What she found was an epic love story. As the love child of Palombo and Aldo Gucci, Patricia was secreted away, born and raised in London by her mother. She never questioned her father’s long absences.
In Italy, Aldo Gucci had a wife, three sons and a daughter, and Patricia said her parents’ affair, started in 1958 when Palombo was 21 and Gucci was 53, “was a huge risk to my father’s business. He could have gone to jail for adultery.” (Divorce was not legalized in Italy until 1971.)
Even so, Patricia’s existence was no secret to his other family, and Palombo told her the truth of her circumstances when she was 9.
“After that I saw life very differently. It was a real awakening,” she said. “I was thrilled to know I had extended family, but my mother was cynical and told me, ‘You know, they don’t really love you.’ But I was very optimistic. Then I grew up and understood the dynamics. They were much older than me and perceived that maybe I was a threat.”
Up until then she knew little about her father’s business, but at 10 Gucci began taking her to parties around the globe, shaping her to become the more youthful face of the family brand. He later appointed her to Gucci’s board of directors, the first female family member to hold such a position.
“Barely in my midteens, I was already quite sophisticated for my age, but my eyes opened up,” Patricia said. “Gucci was becoming a global phenomenon. You could walk into any airport lounge and everybody had a Gucci, even in a little village in Africa.
“I met so many interesting people, movie stars like Gregory Peck, Cary Grant, Rita Hayworth. My father was good friends with Luciano Pavarotti.”
All that came to an abrupt end in 1989, when secret dealings by Gucci’s sons and nephew Maurizio, using personal shares Aldo had given them, forced the elder Gucci to sign away his last shares in the company. Patricia Gucci also signed a contract to maintain her silence for a decade.
When Gucci died in 1990 at the age of 85, he left a will declaring Patricia his sole heir. He had also penned his own obituary stating he was leaving behind “wife” Bruna Palombo, whom he had married in 1981 in Palm Springs, Calif., and “companion” Olwen Price, his English-born wife whom he had never officially divorced. Having married Price in England and not registered with the Catholic Church, he believed the union was not official. (His sons by Price, upon hearing about his new marriage, rushed to register documents with the church.)
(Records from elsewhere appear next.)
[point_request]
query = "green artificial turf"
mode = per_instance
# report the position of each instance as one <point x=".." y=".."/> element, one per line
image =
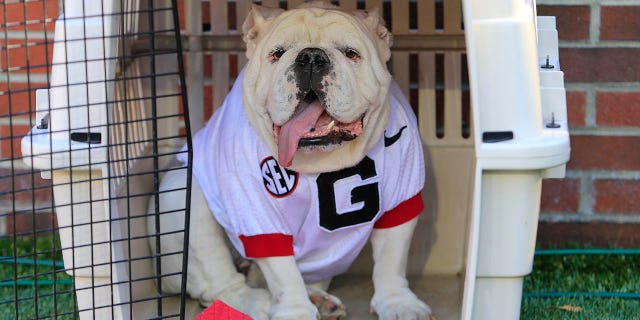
<point x="34" y="294"/>
<point x="601" y="274"/>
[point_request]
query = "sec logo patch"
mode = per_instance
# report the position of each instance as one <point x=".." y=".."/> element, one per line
<point x="279" y="181"/>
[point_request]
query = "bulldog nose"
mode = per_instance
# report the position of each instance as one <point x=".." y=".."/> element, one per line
<point x="314" y="58"/>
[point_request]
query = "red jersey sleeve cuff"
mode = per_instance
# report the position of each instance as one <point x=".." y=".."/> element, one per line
<point x="402" y="213"/>
<point x="267" y="245"/>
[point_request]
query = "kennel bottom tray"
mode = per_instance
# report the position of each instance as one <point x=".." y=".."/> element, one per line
<point x="442" y="293"/>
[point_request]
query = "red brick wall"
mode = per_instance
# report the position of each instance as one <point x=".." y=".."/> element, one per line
<point x="25" y="52"/>
<point x="599" y="201"/>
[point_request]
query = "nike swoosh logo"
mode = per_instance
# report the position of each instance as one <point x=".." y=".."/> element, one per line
<point x="388" y="141"/>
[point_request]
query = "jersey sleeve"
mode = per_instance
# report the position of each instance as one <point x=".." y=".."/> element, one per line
<point x="252" y="219"/>
<point x="404" y="169"/>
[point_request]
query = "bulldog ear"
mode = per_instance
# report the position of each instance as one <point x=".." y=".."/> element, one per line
<point x="376" y="23"/>
<point x="255" y="23"/>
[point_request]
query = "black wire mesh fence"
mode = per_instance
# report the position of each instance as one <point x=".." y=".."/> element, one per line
<point x="91" y="112"/>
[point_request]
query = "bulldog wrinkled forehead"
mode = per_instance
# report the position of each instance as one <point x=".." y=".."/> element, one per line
<point x="313" y="15"/>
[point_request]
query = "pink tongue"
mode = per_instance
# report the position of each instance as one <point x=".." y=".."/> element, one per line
<point x="292" y="131"/>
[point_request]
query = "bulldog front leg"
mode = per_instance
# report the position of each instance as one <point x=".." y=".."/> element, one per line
<point x="392" y="298"/>
<point x="289" y="294"/>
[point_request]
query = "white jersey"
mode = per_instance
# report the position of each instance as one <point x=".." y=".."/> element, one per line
<point x="323" y="220"/>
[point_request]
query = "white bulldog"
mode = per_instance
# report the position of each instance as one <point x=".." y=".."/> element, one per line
<point x="297" y="172"/>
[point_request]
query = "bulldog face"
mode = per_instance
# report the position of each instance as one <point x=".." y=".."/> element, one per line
<point x="316" y="84"/>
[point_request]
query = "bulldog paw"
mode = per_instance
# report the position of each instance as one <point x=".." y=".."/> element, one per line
<point x="399" y="304"/>
<point x="295" y="311"/>
<point x="329" y="306"/>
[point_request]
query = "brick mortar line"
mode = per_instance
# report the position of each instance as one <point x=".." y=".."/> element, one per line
<point x="590" y="110"/>
<point x="25" y="77"/>
<point x="594" y="24"/>
<point x="606" y="131"/>
<point x="604" y="44"/>
<point x="604" y="174"/>
<point x="588" y="2"/>
<point x="603" y="86"/>
<point x="31" y="34"/>
<point x="585" y="205"/>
“The betrayal had been too much for him to endure. He saw that everything he had built for his family had been taken away,” Patricia Gucci said.
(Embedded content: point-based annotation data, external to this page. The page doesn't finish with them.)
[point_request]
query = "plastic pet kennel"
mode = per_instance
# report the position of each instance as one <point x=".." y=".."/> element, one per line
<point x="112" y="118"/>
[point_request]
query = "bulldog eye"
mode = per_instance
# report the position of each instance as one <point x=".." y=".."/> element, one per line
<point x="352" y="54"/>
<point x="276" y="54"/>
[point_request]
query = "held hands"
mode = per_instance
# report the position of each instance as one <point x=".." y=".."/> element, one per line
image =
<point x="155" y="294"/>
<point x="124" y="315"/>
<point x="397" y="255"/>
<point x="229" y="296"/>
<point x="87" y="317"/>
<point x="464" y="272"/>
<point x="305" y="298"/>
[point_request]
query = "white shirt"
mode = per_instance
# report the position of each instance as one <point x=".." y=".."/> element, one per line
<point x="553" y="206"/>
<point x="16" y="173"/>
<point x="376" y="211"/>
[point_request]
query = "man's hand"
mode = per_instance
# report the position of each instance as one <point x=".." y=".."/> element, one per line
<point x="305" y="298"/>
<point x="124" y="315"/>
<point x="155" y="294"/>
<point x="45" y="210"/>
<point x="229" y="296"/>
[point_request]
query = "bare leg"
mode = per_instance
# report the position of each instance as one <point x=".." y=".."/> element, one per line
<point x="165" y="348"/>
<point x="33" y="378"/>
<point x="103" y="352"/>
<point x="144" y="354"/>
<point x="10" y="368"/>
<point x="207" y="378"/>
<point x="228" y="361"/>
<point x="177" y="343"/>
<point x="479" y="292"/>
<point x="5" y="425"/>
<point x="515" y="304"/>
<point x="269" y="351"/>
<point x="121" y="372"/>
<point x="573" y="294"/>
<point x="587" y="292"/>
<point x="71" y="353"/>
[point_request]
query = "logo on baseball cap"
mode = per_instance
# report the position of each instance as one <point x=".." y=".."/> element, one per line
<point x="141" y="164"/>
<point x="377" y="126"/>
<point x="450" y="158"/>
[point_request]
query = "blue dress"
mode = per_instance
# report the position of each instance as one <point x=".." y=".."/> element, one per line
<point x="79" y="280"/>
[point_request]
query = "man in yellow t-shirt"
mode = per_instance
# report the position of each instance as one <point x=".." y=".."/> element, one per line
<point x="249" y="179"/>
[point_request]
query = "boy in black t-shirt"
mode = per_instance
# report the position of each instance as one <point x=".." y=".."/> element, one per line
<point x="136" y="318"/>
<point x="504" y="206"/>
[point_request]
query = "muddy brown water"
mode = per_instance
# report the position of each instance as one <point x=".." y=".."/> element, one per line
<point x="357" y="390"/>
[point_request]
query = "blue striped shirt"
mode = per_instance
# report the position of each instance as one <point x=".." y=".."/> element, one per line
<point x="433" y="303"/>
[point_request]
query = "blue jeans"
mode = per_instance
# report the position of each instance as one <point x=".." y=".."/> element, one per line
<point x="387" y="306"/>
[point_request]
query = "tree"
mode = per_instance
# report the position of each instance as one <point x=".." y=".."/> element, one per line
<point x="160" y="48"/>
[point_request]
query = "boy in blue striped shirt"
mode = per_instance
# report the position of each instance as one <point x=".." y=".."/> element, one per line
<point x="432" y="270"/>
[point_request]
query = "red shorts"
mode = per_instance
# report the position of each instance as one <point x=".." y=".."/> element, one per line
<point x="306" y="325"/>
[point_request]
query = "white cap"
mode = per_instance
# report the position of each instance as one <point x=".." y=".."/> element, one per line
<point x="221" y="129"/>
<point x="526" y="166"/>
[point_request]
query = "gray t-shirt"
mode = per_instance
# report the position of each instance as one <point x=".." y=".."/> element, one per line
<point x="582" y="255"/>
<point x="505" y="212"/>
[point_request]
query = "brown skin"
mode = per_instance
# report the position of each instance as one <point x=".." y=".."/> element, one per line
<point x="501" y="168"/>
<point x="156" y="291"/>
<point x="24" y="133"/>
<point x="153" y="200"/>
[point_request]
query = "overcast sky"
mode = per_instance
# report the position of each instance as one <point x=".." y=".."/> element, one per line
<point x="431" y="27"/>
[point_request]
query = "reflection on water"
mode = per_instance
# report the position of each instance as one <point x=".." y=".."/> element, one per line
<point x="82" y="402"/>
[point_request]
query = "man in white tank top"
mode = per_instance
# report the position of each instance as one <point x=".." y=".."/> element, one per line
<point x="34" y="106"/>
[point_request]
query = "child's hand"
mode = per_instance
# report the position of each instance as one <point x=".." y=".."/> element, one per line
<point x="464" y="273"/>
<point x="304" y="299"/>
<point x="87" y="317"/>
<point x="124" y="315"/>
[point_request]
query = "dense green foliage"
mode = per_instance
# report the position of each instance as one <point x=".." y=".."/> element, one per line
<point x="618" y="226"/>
In the aftermath of his death, she said she has watched her mother blossom.
“She’s actually really funny, and I was finally able to see a side of her that my father knew.”
And in true epic style, the two grandsons who had done the most damage to the Gucci name met ignominious ends just months apart in 1995. Paolo died after serving a prison sentence for missed alimony payments, and Maurizio was shot by two gunmen hired by his ex-wife Patrizia, who was dubbed “the Black Widow” by the international press.